IB/iser: Use different CQ for send completions

Use a different CQ for send completions, where send completions are
polled by the interrupt-driven receive completion handler.  Therefore,
interrupts aren't used for the send CQ.

Signed-off-by: Or Gerlitz <ogerlitz@voltaire.com>
Signed-off-by: Roland Dreier <rolandd@cisco.com>
diff --git a/drivers/infiniband/ulp/iser/iscsi_iser.h b/drivers/infiniband/ulp/iser/iscsi_iser.h
index 4491235..a314576 100644
--- a/drivers/infiniband/ulp/iser/iscsi_iser.h
+++ b/drivers/infiniband/ulp/iser/iscsi_iser.h
@@ -247,7 +247,8 @@
 struct iser_device {
 	struct ib_device             *ib_device;
 	struct ib_pd	             *pd;
-	struct ib_cq	             *cq;
+	struct ib_cq	             *rx_cq;
+	struct ib_cq	             *tx_cq;
 	struct ib_mr	             *mr;
 	struct tasklet_struct	     cq_tasklet;
 	struct list_head             ig_list; /* entry in ig devices list */
diff --git a/drivers/infiniband/ulp/iser/iser_verbs.c b/drivers/infiniband/ulp/iser/iser_verbs.c
index 202c00d..218aa10 100644
--- a/drivers/infiniband/ulp/iser/iser_verbs.c
+++ b/drivers/infiniband/ulp/iser/iser_verbs.c
@@ -37,9 +37,8 @@
 #include "iscsi_iser.h"
 
 #define ISCSI_ISER_MAX_CONN	8
-#define ISER_MAX_CQ_LEN		((ISER_QP_MAX_RECV_DTOS + \
-				ISER_QP_MAX_REQ_DTOS) *   \
-				 ISCSI_ISER_MAX_CONN)
+#define ISER_MAX_RX_CQ_LEN	(ISER_QP_MAX_RECV_DTOS * ISCSI_ISER_MAX_CONN)

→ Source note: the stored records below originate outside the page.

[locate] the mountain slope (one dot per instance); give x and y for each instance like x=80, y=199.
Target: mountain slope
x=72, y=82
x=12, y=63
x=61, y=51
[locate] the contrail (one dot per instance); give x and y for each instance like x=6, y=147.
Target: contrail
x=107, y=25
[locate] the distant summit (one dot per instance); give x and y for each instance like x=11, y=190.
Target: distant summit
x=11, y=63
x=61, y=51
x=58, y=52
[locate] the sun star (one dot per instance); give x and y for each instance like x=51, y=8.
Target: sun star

+#define ISER_MAX_TX_CQ_LEN	(ISER_QP_MAX_REQ_DTOS  * ISCSI_ISER_MAX_CONN)
 
 static void iser_cq_tasklet_fn(unsigned long data);
 static void iser_cq_callback(struct ib_cq *cq, void *cq_context);
@@ -67,15 +66,23 @@
 	if (IS_ERR(device->pd))
 		goto pd_err;
 
-	device->cq = ib_create_cq(device->ib_device,
+	device->rx_cq = ib_create_cq(device->ib_device,
 				  iser_cq_callback,
 				  iser_cq_event_callback,
 				  (void *)device,
-				  ISER_MAX_CQ_LEN, 0);
-	if (IS_ERR(device->cq))
-		goto cq_err;
+				  ISER_MAX_RX_CQ_LEN, 0);
+	if (IS_ERR(device->rx_cq))
+		goto rx_cq_err;
 
-	if (ib_req_notify_cq(device->cq, IB_CQ_NEXT_COMP))

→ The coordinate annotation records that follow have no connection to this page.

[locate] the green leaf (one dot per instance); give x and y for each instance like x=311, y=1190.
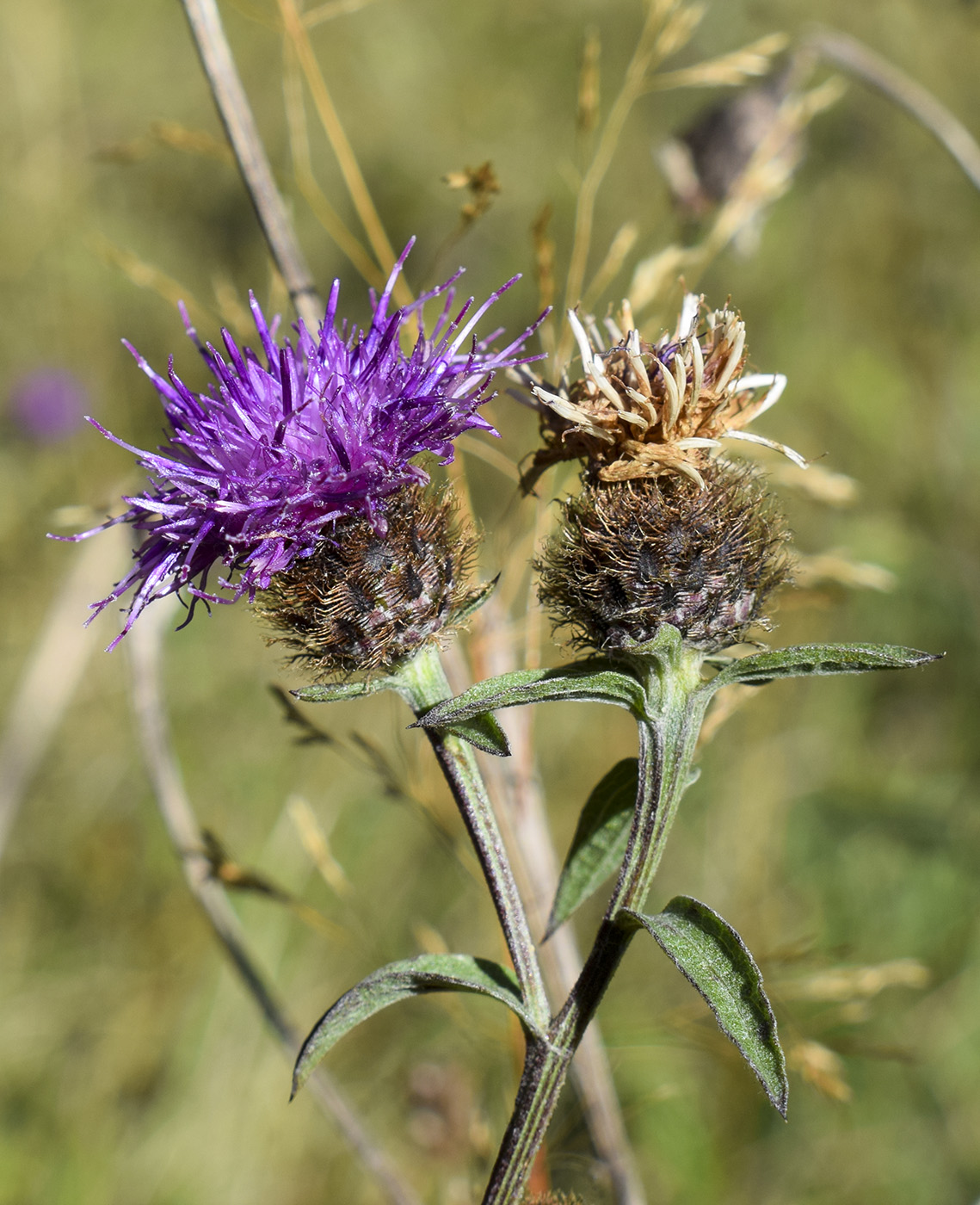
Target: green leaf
x=600, y=841
x=484, y=732
x=336, y=692
x=595, y=681
x=712, y=955
x=819, y=659
x=601, y=837
x=398, y=981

+	device->tx_cq = ib_create_cq(device->ib_device,
+				  NULL, iser_cq_event_callback,
+				  (void *)device,
+				  ISER_MAX_TX_CQ_LEN, 0);
+
+	if (IS_ERR(device->tx_cq))
+		goto tx_cq_err;
+
+	if (ib_req_notify_cq(device->rx_cq, IB_CQ_NEXT_COMP))
 		goto cq_arm_err;
 
 	tasklet_init(&device->cq_tasklet,
@@ -93,8 +100,10 @@
 dma_mr_err:
 	tasklet_kill(&device->cq_tasklet);
 cq_arm_err:
-	ib_destroy_cq(device->cq);
-cq_err:
+	ib_destroy_cq(device->tx_cq);
+tx_cq_err:
+	ib_destroy_cq(device->rx_cq);
+rx_cq_err:
 	ib_dealloc_pd(device->pd);
 pd_err:
 	iser_err("failed to allocate an IB resource\n");
@@ -112,11 +121,13 @@
 	tasklet_kill(&device->cq_tasklet);
 
 	(void)ib_dereg_mr(device->mr);
-	(void)ib_destroy_cq(device->cq);
+	(void)ib_destroy_cq(device->tx_cq);
+	(void)ib_destroy_cq(device->rx_cq);
 	(void)ib_dealloc_pd(device->pd);
 
 	device->mr = NULL;
-	device->cq = NULL;
+	device->tx_cq = NULL;
+	device->rx_cq = NULL;
 	device->pd = NULL;
 }
 
@@ -179,8 +190,8 @@
 
 	init_attr.event_handler = iser_qp_event_callback;
 	init_attr.qp_context	= (void *)ib_conn;
-	init_attr.send_cq	= device->cq;
-	init_attr.recv_cq	= device->cq;
+	init_attr.send_cq	= device->tx_cq;
+	init_attr.recv_cq	= device->rx_cq;
 	init_attr.cap.max_send_wr  = ISER_QP_MAX_REQ_DTOS;
 	init_attr.cap.max_recv_wr  = ISER_QP_MAX_RECV_DTOS;
 	init_attr.cap.max_send_sge = MAX_REGD_BUF_VECTOR_LEN;
@@ -772,18 +783,8 @@
 static void iser_handle_comp_error(struct iser_desc *desc,
 				struct iser_conn *ib_conn)
 {
-	struct iser_rx_desc *rx       = (struct iser_rx_desc *)desc;
-	struct iser_rx_desc *rx_first = ib_conn->rx_descs;
-	struct iser_rx_desc *rx_last  = rx_first + (ISER_QP_MAX_RECV_DTOS - 1);
-
-	if ((char *)desc == ib_conn->login_buf ||
-			(rx_first <= rx && rx <= rx_last))
-		ib_conn->post_recv_buf_count--;
-	 else { /* type is TX control/command/dataout */
-		if (desc->type == ISCSI_TX_DATAOUT)
-			kmem_cache_free(ig.desc_cache, desc);
-		atomic_dec(&ib_conn->post_send_buf_count);
-	}
+	if (desc && desc->type == ISCSI_TX_DATAOUT)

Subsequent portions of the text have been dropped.